Wadden Sea






This past week was core course week at DIS in Copenhagen. This means that all other classes are canceled except for your core course and you spend a week traveling across Denmark and exploring your studies with a deeper and hands-on form of learning. This was quite a different experience for me as the education in the USA is nothing like this. I had such an amazing time and I believe that this technique of teaching is so much better than what I’m used to. I’ve already been in Denmark for a month and, to be honest, I’ve learned more during a month here than a whole semester in the USA education system. My core course is Polar Biology, so this week we went to the Wadden Sea to learn more about this heritage site’s importance for the world’s ecosystem and bird biodiversity. Migratory birds fly for days without rest, food and sleep. On the way they lose half their body weight, and their survival depends upon there being a stopover site where there is plenty of food. The Wadden Sea is such a place. Even though the tidal flats look desolate at first sight, they teem with life.
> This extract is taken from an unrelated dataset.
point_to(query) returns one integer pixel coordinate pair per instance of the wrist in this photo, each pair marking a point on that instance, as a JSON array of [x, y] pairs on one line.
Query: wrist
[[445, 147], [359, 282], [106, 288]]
There is a lot of sunlight and nutrition here, and thus good conditions for the growth of algae. The algae constitute the nutritional basis for the many mussels, worms, and snails which cause 15 million migratory birds to stop over and tank up for their long journey every spring and autumn. Therefore, the Wadden Sea is one of the most important wetland areas in the world and I am so privileged and grateful to say that I have been there and studied it in person. As a Biology and Environmental Science major, I have only dreamed of studying and visiting areas like these. It was a bit tiresome living out of a backpack for the entire week, but it was definitely well worth it.